In definitiva, la filosofia, insegnandoci a porre le domande giuste, a dubitare e ad anelare alla conoscenza, ci fa prendere meno abbagli e ci allena a operare le scelte migliori. Se ha ragione Kierkegaard, che afferma che vivere è sostanzialmente scegliere – e io credo ce l’abbia –, la filosofia, o meglio, l’arte filosofica è il più valido allenamento possibile; allenamento al quale nessuno dovrebbe sottrarsi e che è rivolto a tutte le età. Ogni età è buona per filosofare. Anzi. Più tardi si comincia, più decisioni sbagliate si rischia di collezionare nel frattempo.
Per fortuna esiste una “philosophy for children”. Perché infatti ostinarsi a volare basso, pretendere il minimo livello di apprendimento, quando basterebbe osare per allargare gli orizzonti dei più piccoli, i futuri abitanti del domani? Chi si accontenta in ambito educativo e didattico commette un torto contro i suoi allievi, che vorrebbero osare, cercare sentieri poco battuti e che, invece, si vedono frustrati nelle loro aspettative. Pertanto, la parola d’ordine nello schema binario insegnamento-apprendimento dovrebbe essere: “osare”. Per farlo occorre che l’insegnante abbia il coraggio e la voglia di farlo (“volere è potere”, diceva Bacone).

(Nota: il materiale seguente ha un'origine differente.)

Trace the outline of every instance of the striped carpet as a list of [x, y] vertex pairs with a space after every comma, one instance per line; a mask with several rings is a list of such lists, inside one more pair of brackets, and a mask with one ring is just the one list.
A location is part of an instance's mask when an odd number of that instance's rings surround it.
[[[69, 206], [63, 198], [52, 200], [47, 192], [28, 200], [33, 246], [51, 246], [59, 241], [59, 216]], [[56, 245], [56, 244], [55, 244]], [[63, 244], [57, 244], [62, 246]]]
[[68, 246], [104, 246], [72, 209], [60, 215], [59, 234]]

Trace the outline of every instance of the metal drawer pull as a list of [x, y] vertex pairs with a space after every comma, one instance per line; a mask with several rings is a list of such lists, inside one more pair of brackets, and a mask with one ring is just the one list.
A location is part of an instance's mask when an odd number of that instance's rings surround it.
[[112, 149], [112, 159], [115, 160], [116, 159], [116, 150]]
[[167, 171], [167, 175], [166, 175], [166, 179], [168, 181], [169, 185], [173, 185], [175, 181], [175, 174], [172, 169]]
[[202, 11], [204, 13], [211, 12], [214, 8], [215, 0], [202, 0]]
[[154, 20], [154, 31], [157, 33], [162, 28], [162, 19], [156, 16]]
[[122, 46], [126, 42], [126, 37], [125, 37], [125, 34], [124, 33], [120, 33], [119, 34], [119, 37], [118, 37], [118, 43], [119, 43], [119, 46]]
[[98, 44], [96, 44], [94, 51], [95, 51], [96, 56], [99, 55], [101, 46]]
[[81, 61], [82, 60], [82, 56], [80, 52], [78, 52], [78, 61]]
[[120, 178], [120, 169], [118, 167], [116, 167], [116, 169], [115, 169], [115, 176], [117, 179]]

Perché osare? Perché se non osassimo non potremmo mai aspirare alla saggezza. In fondo, che cos’è la saggezza se non porsi di continuo, in ogni occasione, la domanda: “Ho davvero pensato a tutto?”. A più opzioni si pensa prima di scegliere o no una determinata cosa, se farla o non farla, e migliore potrà essere la decisione che alla fine si prenderà.
Costruire una “forma mentis” filosofica aiuta a estendere i propri orizzonti che altrimenti sarebbero più limitati, aiuta a pensare a più dimensioni, finanche in 4D! In maniera tale da avere dei fenomeni biologici e degli accadimenti storici una panoramica globale.
A che serve una “forma mentis” filosofica? Innanzitutto a scegliere bene, quando si sarà costretti a scegliere; obbligo al quale, come insegna Kierkegaard, siamo sottoposti senza tregua.
Dunque, essere umani equivale a essere nelle condizioni di dover scegliere, in ogni istante della propria vita. Motivo per cui: vivere è scegliere.